In 2014, the winning GTLM team in the sports car endurance classic included IMSA Porsche driver Nick Tandy, who rabidly has followed NASCAR for more than 30 years since growing up in England.

So why not try racing NASCAR? Especially because Tandy has the weekend of Aug. 14-16 free.

He’s not picky, either — offering up his services on Twitter (as well as those of Porsche teammate Earl Bamber) for an ARCA, Xfinity, trucks or Cup ride.

Tandy’s affinity for American stock-car racing runs deep.

His first trip to the World Center of Racing was as a fan attending the 50th running of the Daytona 500 on Feb. 17, 2008. During Rolex testing in January, Tandy, 35, said he hadn’t missed a Cup race on TV in 15 years.

Among his favorite NASCAR drivers: the Earnhardts, Jimmie Johnson and Kyle Busch. When IMSA ran the Indianapolis Motor Speedway road course in 2014, Tandy stayed a few extra days at the Brickyard and bought Kyle Busch gear for himself and his children.

He briefly took the stage during a NASCAR weekend last October.
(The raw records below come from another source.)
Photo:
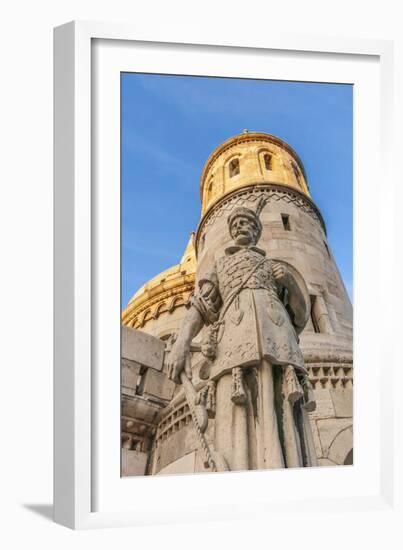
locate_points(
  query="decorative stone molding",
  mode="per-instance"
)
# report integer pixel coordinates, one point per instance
(249, 195)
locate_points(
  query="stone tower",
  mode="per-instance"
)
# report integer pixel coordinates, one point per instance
(157, 431)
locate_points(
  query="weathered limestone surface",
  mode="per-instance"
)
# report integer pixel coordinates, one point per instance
(293, 232)
(133, 461)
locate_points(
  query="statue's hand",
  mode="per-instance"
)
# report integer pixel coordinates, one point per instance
(279, 271)
(178, 361)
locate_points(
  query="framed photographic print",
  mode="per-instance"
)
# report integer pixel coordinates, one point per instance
(205, 200)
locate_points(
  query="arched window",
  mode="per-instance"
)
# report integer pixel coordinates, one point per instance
(267, 158)
(296, 172)
(210, 189)
(233, 168)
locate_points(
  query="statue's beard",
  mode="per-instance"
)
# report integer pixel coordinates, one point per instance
(243, 239)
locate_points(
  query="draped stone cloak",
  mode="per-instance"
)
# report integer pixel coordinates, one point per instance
(257, 324)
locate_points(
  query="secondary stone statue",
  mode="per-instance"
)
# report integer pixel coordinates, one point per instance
(254, 309)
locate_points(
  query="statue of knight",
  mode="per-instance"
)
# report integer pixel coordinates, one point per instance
(254, 309)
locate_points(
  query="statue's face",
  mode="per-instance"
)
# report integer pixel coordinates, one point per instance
(243, 231)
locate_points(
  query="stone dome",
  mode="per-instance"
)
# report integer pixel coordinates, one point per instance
(250, 158)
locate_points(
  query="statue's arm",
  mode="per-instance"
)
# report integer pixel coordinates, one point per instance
(297, 306)
(204, 310)
(177, 361)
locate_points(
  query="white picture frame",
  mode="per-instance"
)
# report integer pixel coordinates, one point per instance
(88, 490)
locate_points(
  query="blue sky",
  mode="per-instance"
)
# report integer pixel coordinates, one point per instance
(171, 124)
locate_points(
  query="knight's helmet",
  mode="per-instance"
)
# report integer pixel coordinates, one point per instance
(249, 171)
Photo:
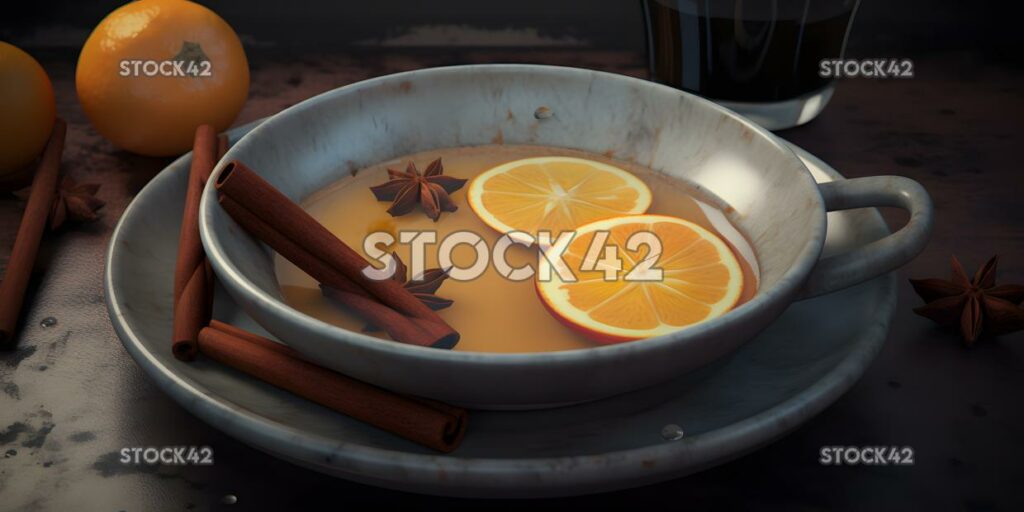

After IMSA’s season finale at Road Atlanta, Tandy made a few demonstration laps and a burnout in his No. 911 Porsche before the Cup race at Talladega Superspeedway.

He also has some experience in stock cars, having raced Modified-type grass-roots series on England’s quarter-mile short tracks.

Couple that with a Daytona road course record that includes two consecutive podium class finishes (including last Saturday) and a sports car resume with 13 IMSA victories and an overall win in the 2015 24 Hours of Le Mans … and maybe a NASCAR team should take a look.

And Tandy isn’t the only IMSA driver who likely would be available.

Corvette driver Jordan Taylor, who won the 2017 Rolex 24 overall title with Jeff Gordon as a teammate (and the inspiration for his Rodney Sandstrom persona), also tweeted his availability for the weekend on the high banks.

Sports car veteran Andy Lally, a GTD driver with multiple class wins in the Rolex 24 as well as 38 Cup starts (he was the 2011 rookie of the season in NASCAR’s premier series), also hung out his shingle.

There also is AIM Vasser Sullivan’s Jack Hawksworth (who just won at Daytona last Saturday), the Englishman who teamed with Kyle Busch at the Rolex 24 in January and made an Xfinity start at Mid-Ohio last year with Joe Gibbs Racing.

Many sports car drivers (such as Taylor) already live in Florida, and many are hunkering down in the Sunshine State with IMSA returning to action at Daytona last week and Sebring International Raceway next week. Because of COVID-19-related travel concerns and restrictions, several IMSA stars who live outside the country are riding out the pandemic within a few hours of Daytona with nothing to do.

Why not a weekend at the World Center of Racing?

Over the years, scads of “road-course ringers” (including some Formula One veterans) have tried their hands in stock cars at Sonoma Raceway and Watkins Glen International.

How about considering the many sports car drivers who already have reached victory lane at Daytona by making a few right-hand turns, too?